Disclosure requirements – Lithuania

22.04.2024

Disclosure Category: 2

In the case of holdings in Lithuanian securities, Clearstream Banking can be under an obligation, to disclose, or being asked to disclose the identity of beneficial owners holding applicable positions.

Consent

Clients are hereby deemed to consent to disclosure and to the appointment of the requestor (for example, but not limited to, the issuer or its agent) as their attorney-in-fact, under power of attorney, to collect from Clearstream Banking such information as is required to be disclosed. Clients not willing to give this consent cannot hold such securities and/or financial instruments in their account with Clearstream Banking.

Disclosure requirements

In line with local laws and regulations, such as the Law on Companies, the Law on Markets in Financial Instruments, the Law of the Republic of Lithuania on Financial Reporting by Undertakings and the Code of Administrative Offences effective 3 September 2020, as well as the Directive (EU) 2017/828 of 17 May 2017 and implementing Regulation (EU) 2018/1212, Clearstream Banking or its depository may be due to disclose holding information and details of beneficial ownership with respect to the Eligible Securities held with Clearstream Banking's securities account.

Background and legal basis

The Law on Markets in Financial Instruments of the Republic of Lithuania (Articles 10 and 67) establishes a notification obligation if a beneficiary owner intends to undertake the acquisition or increase of holding which result will cause the crossing of the thresholds described below.

Also, Articles 64, 65, 67, and 89 of the Law on Markets in Financial Instruments stipulate that accounts of clients of account managers registered in Member States or third countries may be opened in the name of the account managers, indicating that they act as account managers and that the account has been opened on behalf of the client.

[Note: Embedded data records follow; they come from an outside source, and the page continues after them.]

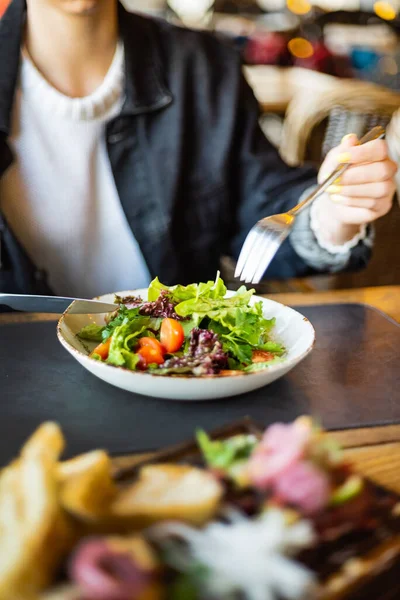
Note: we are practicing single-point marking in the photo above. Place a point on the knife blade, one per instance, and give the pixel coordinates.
(55, 304)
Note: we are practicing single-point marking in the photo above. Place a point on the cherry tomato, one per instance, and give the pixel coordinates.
(172, 335)
(150, 356)
(103, 349)
(152, 343)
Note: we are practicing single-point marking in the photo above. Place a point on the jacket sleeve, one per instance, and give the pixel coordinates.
(264, 185)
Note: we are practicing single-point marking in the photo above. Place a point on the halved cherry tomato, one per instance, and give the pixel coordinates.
(103, 349)
(152, 343)
(149, 356)
(172, 335)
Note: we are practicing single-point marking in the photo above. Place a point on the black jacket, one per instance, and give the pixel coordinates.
(193, 170)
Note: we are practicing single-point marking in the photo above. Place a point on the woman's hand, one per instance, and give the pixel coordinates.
(363, 194)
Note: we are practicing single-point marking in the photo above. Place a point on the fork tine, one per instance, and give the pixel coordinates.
(257, 255)
(266, 259)
(276, 240)
(245, 252)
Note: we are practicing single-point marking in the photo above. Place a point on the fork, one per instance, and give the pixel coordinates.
(265, 238)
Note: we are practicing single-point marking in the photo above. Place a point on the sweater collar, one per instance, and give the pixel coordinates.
(145, 88)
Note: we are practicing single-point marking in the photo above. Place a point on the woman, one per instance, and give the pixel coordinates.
(131, 148)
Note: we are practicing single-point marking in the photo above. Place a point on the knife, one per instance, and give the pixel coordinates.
(55, 304)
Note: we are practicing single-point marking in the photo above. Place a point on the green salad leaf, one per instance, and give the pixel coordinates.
(194, 291)
(120, 354)
(224, 454)
(92, 333)
(262, 365)
(238, 322)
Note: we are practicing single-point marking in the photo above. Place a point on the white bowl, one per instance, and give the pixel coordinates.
(292, 329)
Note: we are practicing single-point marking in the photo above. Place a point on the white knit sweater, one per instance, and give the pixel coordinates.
(59, 197)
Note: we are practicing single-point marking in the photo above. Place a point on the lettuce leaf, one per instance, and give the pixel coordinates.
(92, 333)
(194, 291)
(120, 354)
(223, 454)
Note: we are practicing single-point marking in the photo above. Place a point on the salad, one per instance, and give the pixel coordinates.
(193, 330)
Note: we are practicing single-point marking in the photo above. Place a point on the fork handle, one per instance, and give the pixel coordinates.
(376, 133)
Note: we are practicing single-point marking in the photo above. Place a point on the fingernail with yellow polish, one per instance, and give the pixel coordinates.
(334, 189)
(344, 157)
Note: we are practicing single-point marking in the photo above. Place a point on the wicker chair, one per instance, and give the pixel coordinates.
(315, 123)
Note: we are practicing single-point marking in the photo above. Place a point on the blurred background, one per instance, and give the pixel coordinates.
(320, 69)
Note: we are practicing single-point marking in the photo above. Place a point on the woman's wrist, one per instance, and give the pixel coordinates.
(332, 234)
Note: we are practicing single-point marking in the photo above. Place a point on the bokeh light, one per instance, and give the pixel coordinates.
(388, 65)
(300, 48)
(299, 7)
(385, 10)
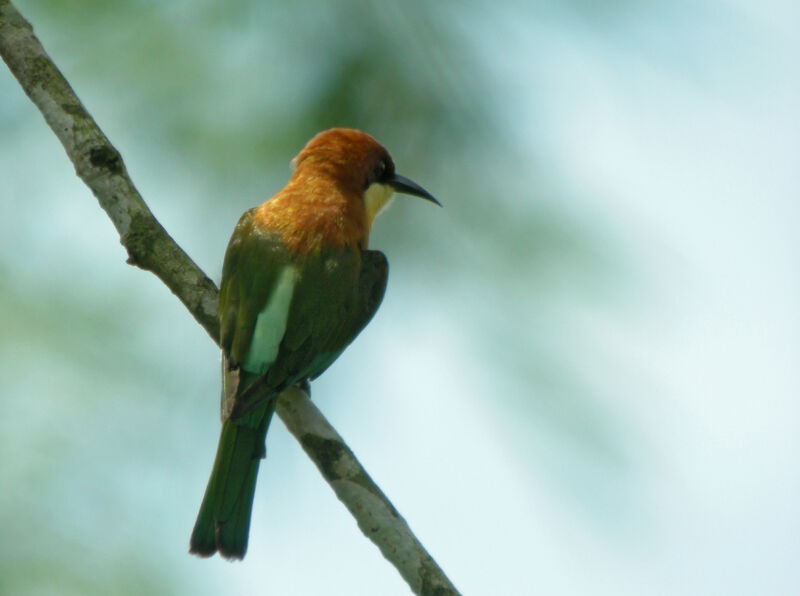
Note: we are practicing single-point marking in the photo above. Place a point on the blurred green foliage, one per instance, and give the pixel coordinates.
(224, 94)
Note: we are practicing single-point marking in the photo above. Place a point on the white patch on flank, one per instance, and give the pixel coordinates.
(271, 323)
(376, 199)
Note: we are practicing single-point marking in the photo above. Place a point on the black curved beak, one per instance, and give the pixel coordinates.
(409, 187)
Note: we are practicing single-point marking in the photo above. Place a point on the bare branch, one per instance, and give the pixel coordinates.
(100, 166)
(149, 247)
(376, 516)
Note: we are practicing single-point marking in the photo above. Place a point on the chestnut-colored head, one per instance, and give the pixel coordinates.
(342, 179)
(352, 157)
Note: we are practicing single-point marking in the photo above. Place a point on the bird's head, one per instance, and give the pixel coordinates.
(359, 166)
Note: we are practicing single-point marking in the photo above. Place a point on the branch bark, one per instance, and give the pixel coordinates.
(150, 247)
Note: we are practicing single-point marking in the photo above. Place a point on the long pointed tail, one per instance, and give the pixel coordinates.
(223, 523)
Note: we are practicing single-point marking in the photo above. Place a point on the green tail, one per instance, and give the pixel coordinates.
(223, 523)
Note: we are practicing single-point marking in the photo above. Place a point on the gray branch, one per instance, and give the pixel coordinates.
(150, 247)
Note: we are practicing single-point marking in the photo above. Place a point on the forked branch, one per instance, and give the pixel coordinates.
(151, 248)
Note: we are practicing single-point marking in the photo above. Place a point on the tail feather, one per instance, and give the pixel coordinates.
(223, 523)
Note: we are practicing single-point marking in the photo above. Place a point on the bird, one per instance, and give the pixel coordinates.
(299, 283)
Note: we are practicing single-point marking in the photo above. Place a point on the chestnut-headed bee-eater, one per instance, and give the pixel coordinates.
(298, 285)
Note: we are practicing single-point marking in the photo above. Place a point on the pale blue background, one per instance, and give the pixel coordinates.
(584, 376)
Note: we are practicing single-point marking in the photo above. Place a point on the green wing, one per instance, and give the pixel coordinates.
(282, 319)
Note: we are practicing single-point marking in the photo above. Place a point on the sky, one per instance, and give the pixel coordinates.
(624, 427)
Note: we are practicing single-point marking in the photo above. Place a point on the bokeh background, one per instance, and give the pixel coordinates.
(584, 376)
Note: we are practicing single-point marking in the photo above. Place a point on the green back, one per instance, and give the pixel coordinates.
(335, 295)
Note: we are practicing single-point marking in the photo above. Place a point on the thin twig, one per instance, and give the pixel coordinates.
(149, 247)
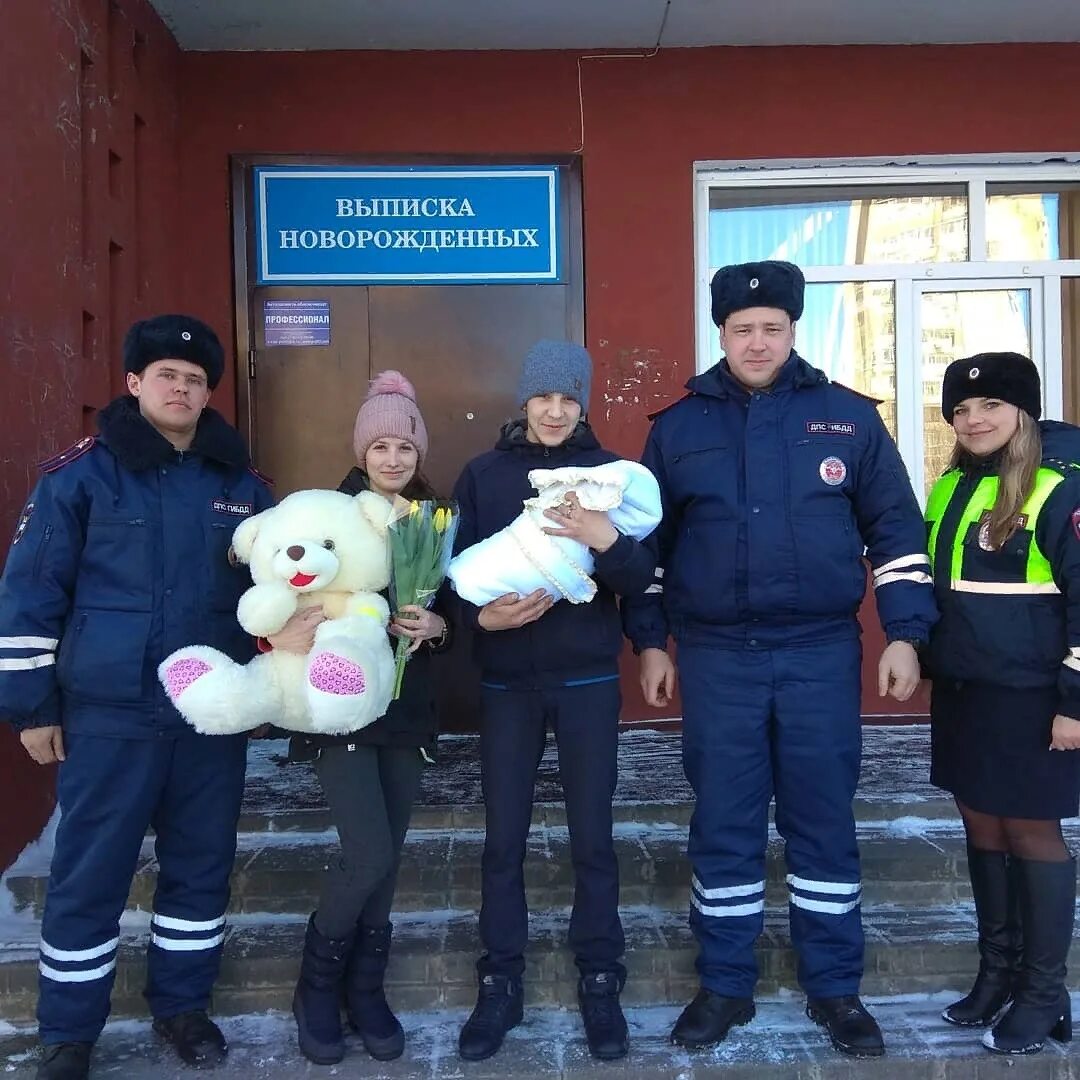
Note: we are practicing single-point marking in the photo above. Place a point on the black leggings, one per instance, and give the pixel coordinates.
(1027, 838)
(370, 792)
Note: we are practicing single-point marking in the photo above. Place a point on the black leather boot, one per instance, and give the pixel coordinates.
(365, 998)
(602, 1014)
(499, 1008)
(194, 1037)
(316, 1003)
(1041, 1008)
(851, 1028)
(65, 1061)
(707, 1018)
(996, 891)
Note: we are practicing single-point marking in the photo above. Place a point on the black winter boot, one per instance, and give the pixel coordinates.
(365, 999)
(194, 1037)
(851, 1028)
(996, 889)
(602, 1014)
(1041, 1007)
(316, 1003)
(707, 1018)
(65, 1061)
(499, 1008)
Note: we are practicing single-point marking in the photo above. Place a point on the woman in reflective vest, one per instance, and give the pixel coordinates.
(1004, 659)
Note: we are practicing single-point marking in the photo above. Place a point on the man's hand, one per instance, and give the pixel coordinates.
(418, 624)
(298, 634)
(899, 671)
(510, 611)
(657, 674)
(44, 745)
(1065, 733)
(591, 527)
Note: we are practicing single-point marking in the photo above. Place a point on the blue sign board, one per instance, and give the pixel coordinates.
(454, 225)
(296, 322)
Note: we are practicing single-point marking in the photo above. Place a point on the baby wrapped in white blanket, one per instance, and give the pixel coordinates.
(522, 557)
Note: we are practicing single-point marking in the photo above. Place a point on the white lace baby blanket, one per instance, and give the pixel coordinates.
(522, 557)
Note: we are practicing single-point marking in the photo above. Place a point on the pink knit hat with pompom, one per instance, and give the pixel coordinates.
(389, 412)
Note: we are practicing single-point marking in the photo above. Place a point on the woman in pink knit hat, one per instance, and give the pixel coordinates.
(370, 778)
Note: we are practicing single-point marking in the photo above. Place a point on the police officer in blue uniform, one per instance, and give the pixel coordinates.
(121, 555)
(774, 480)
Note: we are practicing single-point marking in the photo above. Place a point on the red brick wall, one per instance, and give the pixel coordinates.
(88, 196)
(646, 121)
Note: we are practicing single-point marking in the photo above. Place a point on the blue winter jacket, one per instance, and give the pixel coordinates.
(571, 643)
(120, 557)
(769, 501)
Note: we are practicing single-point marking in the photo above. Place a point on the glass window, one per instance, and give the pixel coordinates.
(838, 226)
(955, 324)
(1033, 223)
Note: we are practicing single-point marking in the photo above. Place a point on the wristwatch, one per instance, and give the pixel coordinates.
(915, 644)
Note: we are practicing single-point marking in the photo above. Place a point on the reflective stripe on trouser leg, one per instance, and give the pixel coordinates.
(817, 755)
(727, 700)
(106, 790)
(196, 842)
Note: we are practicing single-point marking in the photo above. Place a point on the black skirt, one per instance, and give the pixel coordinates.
(990, 747)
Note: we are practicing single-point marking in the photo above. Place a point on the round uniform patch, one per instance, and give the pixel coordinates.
(833, 471)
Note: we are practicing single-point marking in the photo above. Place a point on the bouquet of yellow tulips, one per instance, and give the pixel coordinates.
(421, 545)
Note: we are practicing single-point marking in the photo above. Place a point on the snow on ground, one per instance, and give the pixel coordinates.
(549, 1043)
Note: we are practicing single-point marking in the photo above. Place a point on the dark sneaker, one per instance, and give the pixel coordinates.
(707, 1018)
(605, 1024)
(851, 1028)
(194, 1037)
(499, 1008)
(65, 1061)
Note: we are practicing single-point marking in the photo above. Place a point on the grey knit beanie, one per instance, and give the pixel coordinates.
(556, 367)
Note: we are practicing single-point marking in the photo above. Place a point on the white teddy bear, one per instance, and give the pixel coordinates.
(315, 548)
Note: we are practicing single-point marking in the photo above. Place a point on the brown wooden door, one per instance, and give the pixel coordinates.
(461, 346)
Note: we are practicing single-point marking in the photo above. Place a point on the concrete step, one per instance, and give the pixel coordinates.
(283, 796)
(908, 861)
(780, 1044)
(909, 950)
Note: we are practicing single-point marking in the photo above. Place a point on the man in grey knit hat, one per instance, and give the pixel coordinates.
(549, 664)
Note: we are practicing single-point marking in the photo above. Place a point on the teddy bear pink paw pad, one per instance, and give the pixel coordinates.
(333, 674)
(180, 675)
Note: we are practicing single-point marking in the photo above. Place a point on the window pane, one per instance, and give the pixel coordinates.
(849, 331)
(842, 226)
(1030, 223)
(959, 324)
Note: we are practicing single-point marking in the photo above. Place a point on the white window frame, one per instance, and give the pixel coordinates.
(975, 173)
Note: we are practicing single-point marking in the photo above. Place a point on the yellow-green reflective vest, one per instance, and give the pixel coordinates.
(1037, 575)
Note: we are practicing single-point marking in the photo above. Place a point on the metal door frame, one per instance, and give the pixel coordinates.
(909, 433)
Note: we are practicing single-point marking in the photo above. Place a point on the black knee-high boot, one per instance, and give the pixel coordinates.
(365, 997)
(1041, 1007)
(316, 1003)
(996, 889)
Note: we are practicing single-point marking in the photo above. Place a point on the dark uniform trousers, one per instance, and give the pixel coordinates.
(585, 721)
(758, 723)
(189, 788)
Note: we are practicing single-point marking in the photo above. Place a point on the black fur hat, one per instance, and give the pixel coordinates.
(174, 337)
(1004, 375)
(769, 284)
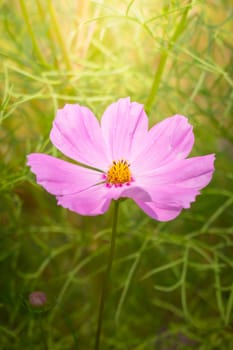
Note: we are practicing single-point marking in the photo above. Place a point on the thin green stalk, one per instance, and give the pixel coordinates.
(107, 275)
(163, 60)
(58, 33)
(31, 32)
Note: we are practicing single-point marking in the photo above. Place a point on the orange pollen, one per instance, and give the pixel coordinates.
(119, 173)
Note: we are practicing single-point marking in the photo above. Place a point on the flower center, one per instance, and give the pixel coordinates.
(119, 173)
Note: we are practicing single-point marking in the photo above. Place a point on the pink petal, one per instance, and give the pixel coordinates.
(59, 177)
(159, 212)
(124, 125)
(169, 140)
(175, 186)
(89, 202)
(195, 172)
(77, 134)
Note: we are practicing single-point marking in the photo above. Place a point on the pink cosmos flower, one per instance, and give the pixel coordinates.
(120, 158)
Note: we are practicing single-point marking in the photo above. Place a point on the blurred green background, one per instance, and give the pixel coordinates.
(171, 283)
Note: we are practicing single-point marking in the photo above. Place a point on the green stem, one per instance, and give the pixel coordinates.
(107, 275)
(31, 32)
(163, 59)
(58, 33)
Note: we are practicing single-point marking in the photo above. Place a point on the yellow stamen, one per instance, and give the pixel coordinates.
(119, 173)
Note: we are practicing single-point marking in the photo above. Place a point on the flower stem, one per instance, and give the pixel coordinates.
(164, 56)
(107, 274)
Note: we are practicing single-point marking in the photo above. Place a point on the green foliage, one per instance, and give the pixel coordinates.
(171, 284)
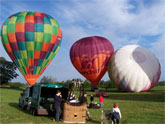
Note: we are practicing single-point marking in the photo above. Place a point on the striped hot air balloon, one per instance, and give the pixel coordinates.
(31, 39)
(134, 68)
(90, 56)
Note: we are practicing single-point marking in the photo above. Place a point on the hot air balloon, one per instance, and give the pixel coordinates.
(31, 39)
(134, 68)
(90, 56)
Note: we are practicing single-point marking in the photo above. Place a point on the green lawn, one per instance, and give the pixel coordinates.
(136, 108)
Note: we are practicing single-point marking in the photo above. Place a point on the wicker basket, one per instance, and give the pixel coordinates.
(74, 113)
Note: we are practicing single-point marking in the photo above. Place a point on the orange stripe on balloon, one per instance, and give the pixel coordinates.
(45, 46)
(37, 14)
(31, 79)
(7, 45)
(29, 19)
(30, 62)
(42, 70)
(12, 37)
(19, 27)
(53, 39)
(59, 32)
(27, 69)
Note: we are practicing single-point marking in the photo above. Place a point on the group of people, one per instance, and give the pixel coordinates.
(115, 116)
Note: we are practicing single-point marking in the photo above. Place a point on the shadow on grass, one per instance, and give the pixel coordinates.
(13, 88)
(152, 96)
(15, 105)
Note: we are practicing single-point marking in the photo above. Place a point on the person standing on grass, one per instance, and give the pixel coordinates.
(83, 99)
(116, 114)
(92, 98)
(101, 100)
(57, 105)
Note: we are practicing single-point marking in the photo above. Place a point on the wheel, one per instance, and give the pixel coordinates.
(34, 112)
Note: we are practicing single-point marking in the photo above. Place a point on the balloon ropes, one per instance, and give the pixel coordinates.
(31, 39)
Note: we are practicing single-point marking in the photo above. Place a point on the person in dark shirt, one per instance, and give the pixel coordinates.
(83, 99)
(71, 96)
(57, 105)
(92, 98)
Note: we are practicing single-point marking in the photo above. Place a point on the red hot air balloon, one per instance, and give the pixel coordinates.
(90, 56)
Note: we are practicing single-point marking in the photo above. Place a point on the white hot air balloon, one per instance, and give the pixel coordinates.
(134, 68)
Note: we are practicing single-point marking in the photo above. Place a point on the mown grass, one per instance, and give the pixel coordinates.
(136, 108)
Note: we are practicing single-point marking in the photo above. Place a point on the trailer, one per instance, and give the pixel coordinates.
(43, 98)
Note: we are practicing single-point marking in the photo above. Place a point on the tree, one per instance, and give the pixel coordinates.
(7, 71)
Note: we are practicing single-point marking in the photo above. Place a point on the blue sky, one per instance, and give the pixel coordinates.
(123, 22)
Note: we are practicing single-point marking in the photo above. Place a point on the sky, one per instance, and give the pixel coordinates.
(123, 22)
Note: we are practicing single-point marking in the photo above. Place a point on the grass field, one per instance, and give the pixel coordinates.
(136, 108)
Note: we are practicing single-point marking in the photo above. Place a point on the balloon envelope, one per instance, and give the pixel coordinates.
(90, 56)
(134, 68)
(31, 39)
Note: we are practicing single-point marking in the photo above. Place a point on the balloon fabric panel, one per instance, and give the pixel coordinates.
(31, 39)
(90, 57)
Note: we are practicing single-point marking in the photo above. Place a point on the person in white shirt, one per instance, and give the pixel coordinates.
(116, 114)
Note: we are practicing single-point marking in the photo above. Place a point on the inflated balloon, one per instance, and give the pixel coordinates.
(134, 68)
(90, 56)
(31, 39)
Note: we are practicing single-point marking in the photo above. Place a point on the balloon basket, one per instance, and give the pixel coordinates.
(74, 113)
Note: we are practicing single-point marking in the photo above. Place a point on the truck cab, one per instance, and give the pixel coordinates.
(43, 98)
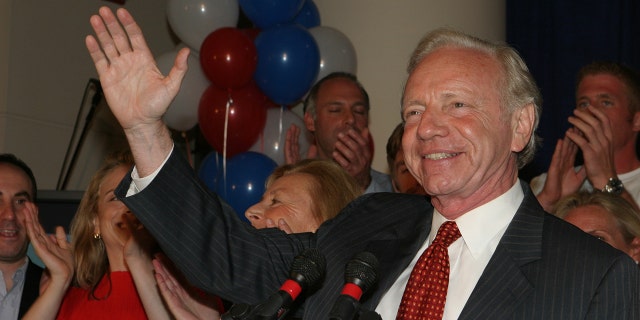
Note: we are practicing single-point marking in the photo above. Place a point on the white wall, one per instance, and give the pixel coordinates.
(42, 43)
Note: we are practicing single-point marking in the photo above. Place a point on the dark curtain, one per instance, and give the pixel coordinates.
(556, 38)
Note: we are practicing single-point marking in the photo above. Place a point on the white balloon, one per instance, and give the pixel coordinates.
(194, 20)
(271, 141)
(182, 114)
(336, 51)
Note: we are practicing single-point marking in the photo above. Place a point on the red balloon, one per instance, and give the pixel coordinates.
(246, 119)
(252, 33)
(228, 58)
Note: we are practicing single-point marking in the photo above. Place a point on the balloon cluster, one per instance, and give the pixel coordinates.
(240, 82)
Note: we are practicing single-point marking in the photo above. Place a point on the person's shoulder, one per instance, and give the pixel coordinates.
(570, 241)
(385, 203)
(380, 182)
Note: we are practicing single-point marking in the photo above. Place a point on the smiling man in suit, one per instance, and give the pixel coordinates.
(20, 278)
(470, 109)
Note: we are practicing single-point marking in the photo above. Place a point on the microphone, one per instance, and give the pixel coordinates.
(361, 273)
(307, 270)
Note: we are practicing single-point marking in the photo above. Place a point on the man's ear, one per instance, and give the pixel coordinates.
(522, 121)
(309, 122)
(635, 249)
(636, 121)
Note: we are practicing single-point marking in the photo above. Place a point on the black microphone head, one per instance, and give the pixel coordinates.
(308, 268)
(362, 270)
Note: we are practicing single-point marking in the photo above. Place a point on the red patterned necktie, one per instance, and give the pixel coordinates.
(426, 292)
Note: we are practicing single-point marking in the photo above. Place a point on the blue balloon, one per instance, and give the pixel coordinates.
(288, 62)
(243, 185)
(268, 13)
(210, 170)
(308, 16)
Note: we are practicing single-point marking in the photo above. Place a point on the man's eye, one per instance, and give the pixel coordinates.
(411, 113)
(606, 103)
(583, 105)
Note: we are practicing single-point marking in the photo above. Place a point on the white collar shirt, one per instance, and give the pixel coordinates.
(10, 299)
(481, 229)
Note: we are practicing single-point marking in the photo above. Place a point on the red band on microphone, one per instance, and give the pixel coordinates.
(292, 288)
(352, 290)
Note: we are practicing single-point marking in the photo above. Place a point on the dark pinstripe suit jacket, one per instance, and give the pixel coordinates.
(543, 268)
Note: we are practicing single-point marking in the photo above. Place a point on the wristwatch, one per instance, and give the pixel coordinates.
(613, 186)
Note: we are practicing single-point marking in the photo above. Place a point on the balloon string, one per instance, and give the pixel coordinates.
(188, 147)
(224, 148)
(280, 126)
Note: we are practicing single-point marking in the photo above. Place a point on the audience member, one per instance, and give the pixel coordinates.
(110, 267)
(336, 112)
(20, 281)
(401, 178)
(470, 109)
(605, 128)
(607, 217)
(301, 196)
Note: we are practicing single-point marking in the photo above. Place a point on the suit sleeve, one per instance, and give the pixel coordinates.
(622, 280)
(204, 237)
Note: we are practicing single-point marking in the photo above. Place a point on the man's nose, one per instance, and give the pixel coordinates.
(254, 214)
(7, 211)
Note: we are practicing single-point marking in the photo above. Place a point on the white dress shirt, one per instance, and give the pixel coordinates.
(10, 299)
(481, 229)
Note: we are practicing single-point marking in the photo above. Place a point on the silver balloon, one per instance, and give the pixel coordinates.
(336, 51)
(194, 20)
(271, 141)
(182, 114)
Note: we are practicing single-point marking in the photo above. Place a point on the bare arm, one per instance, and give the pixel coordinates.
(137, 93)
(184, 304)
(137, 254)
(55, 252)
(562, 178)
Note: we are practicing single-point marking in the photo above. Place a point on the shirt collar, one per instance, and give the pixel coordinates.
(482, 227)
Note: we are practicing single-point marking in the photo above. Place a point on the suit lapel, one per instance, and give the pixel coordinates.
(394, 255)
(503, 284)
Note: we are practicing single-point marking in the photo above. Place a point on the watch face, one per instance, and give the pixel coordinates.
(614, 186)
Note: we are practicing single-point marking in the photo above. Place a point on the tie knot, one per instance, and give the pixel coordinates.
(447, 234)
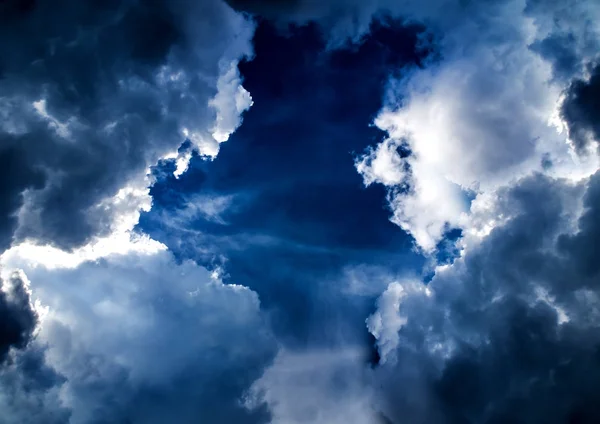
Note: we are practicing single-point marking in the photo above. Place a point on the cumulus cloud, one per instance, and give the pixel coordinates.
(92, 95)
(581, 111)
(508, 332)
(320, 387)
(486, 113)
(129, 328)
(18, 316)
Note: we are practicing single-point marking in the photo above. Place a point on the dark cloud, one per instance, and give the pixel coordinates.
(17, 317)
(29, 390)
(138, 338)
(509, 332)
(581, 110)
(89, 100)
(282, 202)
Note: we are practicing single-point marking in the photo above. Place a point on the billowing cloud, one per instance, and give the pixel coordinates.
(17, 314)
(320, 387)
(581, 111)
(92, 95)
(486, 113)
(508, 332)
(131, 328)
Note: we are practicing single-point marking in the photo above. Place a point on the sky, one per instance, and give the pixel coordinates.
(294, 212)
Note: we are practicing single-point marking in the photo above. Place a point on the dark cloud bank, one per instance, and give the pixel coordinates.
(507, 334)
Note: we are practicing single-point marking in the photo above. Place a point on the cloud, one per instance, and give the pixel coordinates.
(508, 332)
(282, 209)
(581, 111)
(92, 95)
(320, 387)
(486, 113)
(129, 328)
(17, 313)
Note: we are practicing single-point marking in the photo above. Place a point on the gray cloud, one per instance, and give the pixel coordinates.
(137, 338)
(17, 317)
(508, 333)
(91, 94)
(581, 110)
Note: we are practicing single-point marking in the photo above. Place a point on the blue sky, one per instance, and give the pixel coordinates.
(295, 212)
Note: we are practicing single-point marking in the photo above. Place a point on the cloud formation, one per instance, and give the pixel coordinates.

Account managers of Member States or third countries, upon request by the Supervisory Authority or the Central Securities Depository (Nasdaq CSD), shall disclose the clients on whose behalf the financial instruments have been acquired. This means that the CSD has a right to require and get such information at beneficial owner level.

Directive (EU) 2017/828 of 17 May 2017 amending Directive 2007/36/EC as regards the encouragement of long-term shareholder engagement (the second shareholder’s rights directive “SRD II”) has been transposed into the Law on Markets in Financial Instruments, the Law on Companies, the Law of the Republic of Lithuania on Financial Reporting by Undertakings and the Code of Administrative Offences in 27 June 2019, with entry into force on 3 September 2020 (SDR II Law).

Sanctions

Failure to fulfil instructions of the Supervisory Authority, not providing the Supervisory Authority with the information specified in this and other laws or hindering the Supervisory Authority or its authorised persons to perform investigations or inspections is possibly subject to a fine – up to EUR 28,962, and may incur in the suspension of voting rights for a period of two years by the Supervisory Authority.

Obligation to report threshold crossings

The obligation to report the crossing of thresholds falls on the beneficial owner (that is, the party eligible to vote) as follows.

Thresholds for securities listed on the Lithuanian regulated markets

Article 25 of the Law on Securities of the Republic of Lithuania stipulates that a financial brokerage firm, in the sense defined in that Law, which transaction(s) induce(s) the resulting holding to reach, exceed or fall below 5%, 10%, 15%, 20%, 25%, 30%, 50%, 75%, or 95% of voting rights at the general meeting of shareholders of an issuer, must notify the Supervisory Authority and the issuer within four (4) trading days after passing the thresholds.

Shareholder identification as set out in the SRD II Law

The SRD II Law provides for the right for issuers to identify their shareholders.

Issuers can request intermediaries at each level of a custody chain to promptly provide relevant information to facilitate such identification.

In accordance with SDR II Law as amended, an intermediary (in this case, Clearstream Banking) shall, upon receipt of the shareholder identification disclosure request, transmit a similar request to the next intermediaries in the custody chain (that is, Clearstream Banking clients with holdings in the requested securities). A response to the shareholder identification disclosure request shall be sent by every intermediary in the custody chain directly to the recipient's address defined in the request and without delay. Clearstream Banking will generate the response as required, with information regarding the shareholder's identity, limited to Clearstream Banking books only.

Fulfilment of the SRD II disclosure that take place prior to a meeting event, and subsequent registration of the beneficial owner in the Company’s register, is a conditional pre-requisite for votes to be accepted. Failure to disclose will therefore result into votes of non-registered shareholders to be rejected.

Clients are hereby informed and acknowledge that, according to SRD II, and its transposition into the Law on Companies, the Law on Markets in Financial instruments, the Law of the Republic of Lithuania on Financial Reporting by Undertakings and the Code of Administrative Offences, the intermediary that discloses information concerning the identity of shareholders for the purposes of the SRD II rules (including Clearstream Banking) shall not be considered to be in breach of any restriction on disclosure of information imposed by contract or by any legislative, regulatory or administrative provision.